Das Gold dem Vaterland ...

Place Europe: Germany
Accession Number ARTV07320
Collection type Art
Measurement Overall: 142 cm x 95 cm
Object type Poster
Physical description chromolithograph on paper
Maker Bernhard, Lucian
[BERLIN : S.N., N.D.] (BERLIN : HOLLERBAUM & SCHMIDT)
Place made Germany
Date made 1914-1918
Conflict First World War, 1914-1918
Copyright

Item copyright: Copyright unknown

Description

German First World War poster asking people to give gold for defence of the Fatherland. The poster depicts a woman holding out a golden pendent with her left hand and a jewellery box under her right arm. German poster design during the First World War was intended to be simple, graphic and visually arresting. In German posters, words and images were integrated and the essense of communication conveyed through powerful shapes and patterns.
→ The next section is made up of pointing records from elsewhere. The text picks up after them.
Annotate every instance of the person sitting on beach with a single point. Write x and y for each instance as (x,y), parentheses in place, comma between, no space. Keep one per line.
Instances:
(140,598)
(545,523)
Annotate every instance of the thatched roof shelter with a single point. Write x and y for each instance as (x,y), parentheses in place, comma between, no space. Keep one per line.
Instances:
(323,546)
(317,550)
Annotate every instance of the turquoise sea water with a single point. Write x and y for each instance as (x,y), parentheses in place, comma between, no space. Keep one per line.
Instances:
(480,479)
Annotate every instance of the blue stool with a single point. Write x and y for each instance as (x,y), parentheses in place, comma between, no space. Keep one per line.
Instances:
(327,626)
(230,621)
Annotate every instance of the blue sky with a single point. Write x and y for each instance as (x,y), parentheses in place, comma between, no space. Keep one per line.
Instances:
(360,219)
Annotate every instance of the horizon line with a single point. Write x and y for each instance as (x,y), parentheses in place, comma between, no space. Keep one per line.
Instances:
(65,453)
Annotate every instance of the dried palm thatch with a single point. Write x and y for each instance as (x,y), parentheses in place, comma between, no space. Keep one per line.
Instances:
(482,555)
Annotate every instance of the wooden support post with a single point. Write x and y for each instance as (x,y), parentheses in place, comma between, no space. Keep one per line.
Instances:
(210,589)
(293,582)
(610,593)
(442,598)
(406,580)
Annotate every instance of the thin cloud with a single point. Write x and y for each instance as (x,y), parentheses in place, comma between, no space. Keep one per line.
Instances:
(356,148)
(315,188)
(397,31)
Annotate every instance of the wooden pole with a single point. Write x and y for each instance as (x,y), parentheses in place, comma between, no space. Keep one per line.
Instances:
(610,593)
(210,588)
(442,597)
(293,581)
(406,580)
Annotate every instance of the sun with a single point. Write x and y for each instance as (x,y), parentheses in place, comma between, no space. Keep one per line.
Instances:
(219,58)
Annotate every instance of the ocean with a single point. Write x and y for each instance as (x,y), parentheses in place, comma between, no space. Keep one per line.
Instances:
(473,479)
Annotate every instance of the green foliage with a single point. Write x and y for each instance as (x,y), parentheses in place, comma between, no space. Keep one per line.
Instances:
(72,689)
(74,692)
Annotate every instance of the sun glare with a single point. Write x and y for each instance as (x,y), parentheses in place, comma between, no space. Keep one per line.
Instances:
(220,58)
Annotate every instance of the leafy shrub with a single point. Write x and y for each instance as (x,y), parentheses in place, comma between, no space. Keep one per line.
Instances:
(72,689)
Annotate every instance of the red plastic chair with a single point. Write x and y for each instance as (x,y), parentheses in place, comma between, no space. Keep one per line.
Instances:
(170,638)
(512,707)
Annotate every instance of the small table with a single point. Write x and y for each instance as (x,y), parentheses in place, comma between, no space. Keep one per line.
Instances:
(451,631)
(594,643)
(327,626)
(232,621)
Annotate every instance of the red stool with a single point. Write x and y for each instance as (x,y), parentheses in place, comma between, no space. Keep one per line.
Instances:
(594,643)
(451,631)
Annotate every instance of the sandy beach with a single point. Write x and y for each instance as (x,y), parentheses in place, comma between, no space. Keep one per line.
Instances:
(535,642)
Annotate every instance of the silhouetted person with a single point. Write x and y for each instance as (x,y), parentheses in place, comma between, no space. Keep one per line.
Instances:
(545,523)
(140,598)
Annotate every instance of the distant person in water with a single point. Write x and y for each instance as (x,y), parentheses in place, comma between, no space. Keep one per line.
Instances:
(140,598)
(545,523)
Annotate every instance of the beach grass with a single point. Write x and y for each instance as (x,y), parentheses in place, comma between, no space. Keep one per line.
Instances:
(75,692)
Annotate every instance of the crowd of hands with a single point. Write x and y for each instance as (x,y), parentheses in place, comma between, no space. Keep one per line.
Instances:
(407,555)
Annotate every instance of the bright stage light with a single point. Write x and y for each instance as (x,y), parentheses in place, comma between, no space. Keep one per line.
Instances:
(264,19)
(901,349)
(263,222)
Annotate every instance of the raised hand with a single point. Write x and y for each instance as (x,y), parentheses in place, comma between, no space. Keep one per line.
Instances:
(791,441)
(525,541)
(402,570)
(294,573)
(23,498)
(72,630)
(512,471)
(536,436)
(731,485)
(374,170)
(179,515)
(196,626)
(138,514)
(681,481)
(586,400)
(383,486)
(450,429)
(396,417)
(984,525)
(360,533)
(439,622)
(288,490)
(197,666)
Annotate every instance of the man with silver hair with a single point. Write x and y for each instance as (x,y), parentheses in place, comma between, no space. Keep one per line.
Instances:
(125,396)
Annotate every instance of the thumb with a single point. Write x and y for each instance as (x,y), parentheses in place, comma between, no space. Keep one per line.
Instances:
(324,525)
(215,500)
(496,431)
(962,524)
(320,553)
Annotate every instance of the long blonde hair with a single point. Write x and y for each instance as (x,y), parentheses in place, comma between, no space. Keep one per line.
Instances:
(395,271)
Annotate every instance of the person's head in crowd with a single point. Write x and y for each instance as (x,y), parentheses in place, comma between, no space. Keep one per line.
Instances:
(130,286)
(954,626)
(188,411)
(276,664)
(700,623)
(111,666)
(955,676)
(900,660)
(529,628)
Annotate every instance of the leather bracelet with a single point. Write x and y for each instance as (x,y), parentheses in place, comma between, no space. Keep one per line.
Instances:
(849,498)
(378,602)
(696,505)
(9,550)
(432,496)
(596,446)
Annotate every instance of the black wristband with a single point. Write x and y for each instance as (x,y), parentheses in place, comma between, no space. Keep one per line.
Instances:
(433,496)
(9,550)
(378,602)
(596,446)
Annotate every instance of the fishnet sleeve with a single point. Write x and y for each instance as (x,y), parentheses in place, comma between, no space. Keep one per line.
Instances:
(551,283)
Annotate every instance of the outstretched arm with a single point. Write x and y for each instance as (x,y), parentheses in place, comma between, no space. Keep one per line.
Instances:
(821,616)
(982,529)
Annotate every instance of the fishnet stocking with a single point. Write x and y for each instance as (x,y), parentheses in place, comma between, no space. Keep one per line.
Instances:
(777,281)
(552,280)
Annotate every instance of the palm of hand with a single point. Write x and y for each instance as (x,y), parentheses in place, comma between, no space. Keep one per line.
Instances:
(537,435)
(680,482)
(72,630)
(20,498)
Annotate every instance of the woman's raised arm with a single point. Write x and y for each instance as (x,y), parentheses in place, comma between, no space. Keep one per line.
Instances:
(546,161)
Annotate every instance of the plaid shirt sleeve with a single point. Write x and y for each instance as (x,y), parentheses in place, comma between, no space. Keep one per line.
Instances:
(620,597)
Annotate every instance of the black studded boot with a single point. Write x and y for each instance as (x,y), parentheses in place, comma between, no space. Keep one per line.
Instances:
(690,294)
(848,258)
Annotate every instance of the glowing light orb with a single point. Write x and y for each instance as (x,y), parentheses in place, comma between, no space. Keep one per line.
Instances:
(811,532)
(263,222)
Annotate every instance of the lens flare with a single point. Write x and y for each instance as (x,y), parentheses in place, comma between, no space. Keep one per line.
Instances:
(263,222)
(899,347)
They often also extolled an overt nationalism, with the preference of the authorities being for wordy slogans which encouraged people to contribute to the war economy. Lucien Bernhard (1883-1972) was born Emil Kahn and later became known as Lucien Bernhard. He was a designer and worked in Berlin from 1905-1923 and then in America from 1923 until his death in 1972. Essentially self-taught, he received some instruction at the Akademie der Kunst in Munich. In 1905 he won a poster design competition for Priester matches, launching his career. Bernhardwas a master of lettering, and his typefaces were produced commercially. The majority of his First World War posters, for war loans and charities, were purely typographical. His 1913 Franktur typeface, a revival of the Gothic script of the Middle Ages, asserted a defiantly German identity. In 1920 Bernhard was appointed First Professor of Poster Design at the Akademie der Kunst in Berlin. He left after three years for New York, where he designed further typefaces and advertising posters and developed corporate identity programmes. After the Second World War Bernhard moved away from advertising and concentrated on painting.